Here’s a brief overview of what I have learned about why things went the way they did:

  • President Reagan instituted a series of deregulations in the 1980s that weakened the government’s ability to oversee Wall Street. These deregulations continued under both Bushes and the Clinton administration.
  • Inside Job explains that academic economists advocated deregulation for decades and most opposed new regulations even after the crisis.
  • Also in the 1980s, the Federal Reserve created historically low-interest rates in order to enable people to spend more and improve production and the economy; ultimately the low-interest rates had the impact of accruing unprecedented debt for millions and millions of people because it was easier than ever in the 1990s and 2000s to buy more than people could afford.
  • Because the stock market and housing were performing so well in the 1990s and early 2000s, most Wall Street firms began leveraging, which means that they didn’t use their own money to make investments—they borrowed it. When the market performs well, leveraging is highly profitable. Of course, the market does not always perform well and lots of companies could not repay debts they owed.
  • The rating agencies (Moody’s and Standard & Poors) clearly inflated the ratings for many if not most of the Wall Street firms. They gave the highest AAA ratings to companies that were over leveraged and taking on more and more very risky debt. Lewis makes the convincing (and seemingly obvious) argument that one of the main reasons the rating agencies failed to rate the firms properly was that since the rating agencies pay substantially less that Wall Street firms, all of the smartest people went to work for Wall Street.
  • The creation in the late 1980s of collateralized debt obligations (CDOs), which are basically bets on how well loans and bonds will perform. CDOs are broken into “tranches” or levels based on how risky the loans or bonds are.

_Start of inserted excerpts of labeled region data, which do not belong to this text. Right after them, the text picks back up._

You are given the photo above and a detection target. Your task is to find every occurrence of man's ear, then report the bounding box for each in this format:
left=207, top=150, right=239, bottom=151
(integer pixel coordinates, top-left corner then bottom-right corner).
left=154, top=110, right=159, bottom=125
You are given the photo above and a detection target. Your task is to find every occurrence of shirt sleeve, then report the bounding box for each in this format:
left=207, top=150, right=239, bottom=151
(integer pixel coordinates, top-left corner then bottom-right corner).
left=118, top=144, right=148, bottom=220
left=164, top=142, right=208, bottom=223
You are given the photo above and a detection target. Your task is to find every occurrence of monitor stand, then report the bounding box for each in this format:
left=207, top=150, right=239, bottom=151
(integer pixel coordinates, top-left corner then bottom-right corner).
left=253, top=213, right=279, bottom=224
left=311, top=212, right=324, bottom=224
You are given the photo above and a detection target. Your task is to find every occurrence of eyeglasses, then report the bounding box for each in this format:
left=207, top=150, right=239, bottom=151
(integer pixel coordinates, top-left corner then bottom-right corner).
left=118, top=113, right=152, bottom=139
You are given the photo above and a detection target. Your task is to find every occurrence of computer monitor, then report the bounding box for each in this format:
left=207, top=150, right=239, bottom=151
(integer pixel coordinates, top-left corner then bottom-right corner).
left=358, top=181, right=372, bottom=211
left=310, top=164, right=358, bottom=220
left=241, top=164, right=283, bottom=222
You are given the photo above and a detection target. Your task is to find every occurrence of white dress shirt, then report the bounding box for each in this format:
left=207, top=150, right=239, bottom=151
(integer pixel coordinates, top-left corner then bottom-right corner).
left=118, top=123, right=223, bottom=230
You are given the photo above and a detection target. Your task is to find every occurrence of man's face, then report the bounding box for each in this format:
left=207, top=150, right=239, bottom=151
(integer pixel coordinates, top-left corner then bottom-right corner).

One of the reasons these lead to the housing crisis was that Wall Street firms poured billions into what they believed were safe CDOs, the highest level—that there was a safe tranch was a myth.
  • It was quite clear after reading Michael Lewis’s book The Big Short that ignorance was one of the main reasons the crisis occurred. Many investors and Wall Street firms had little or no knowledge of the complicated investments they were making.
  • Another way to interpret the firms’ inability to see how risky their loans and bets were becoming is to argue that it was pure hubris. They thought they were invincible, and their seeming invincibility led them to foolish acts.
  • Fannie Mae was originally created during the Great Depression to provide local banks with federal money and encourage home buying, but in the late ‘60s it was turned into a private corporation that was backed by the federal government. The government would hold the companies up no matter how disastrously they performed.
  • The Clinton administration passed legislation that encouraged Fannie Mae and Freddie Mac and others to loan money to people who couldn’t afford them by lowering interest rates and introducing adjustable rate mortgages, where monthly payments were initially low.
  • Lots of investment firms and mortgage lenders pushed subprime loans onto people who clearly couldn’t afford them. Lewis tells of a migrant worker in California making about $20,000 a year who was able to buy a $700,000 home with no money down.
  • While their CEOs continue to deny culpability, it’s clear that, at least on some level, fraud was involved. Some people clearly knew that they were selling crappy loans, CDOs, and derivatives to clueless investors. Very few people, and none of the big firms’ CEOs at least to my knowledge, have been prosecuted.
  • Inside Job also makes it clear that many if not most of the academics who were parts of the Reagan, Clinton, Bush, and Obama Whitehouse’s had conflicts of interest in that they were advising their presidents on economic policies while also being paid to write reports or paid consulting fees from various Wall Street firms whose interest would be better served with less regulation and policies that bailed them out.
  • President Obama’s administration has done little to nothing about remedying the problems that underlie the crisis. The Dodd-Frank bill was finally passed this last summer but it so full of loopholes that most people say it will have very little or even no effect.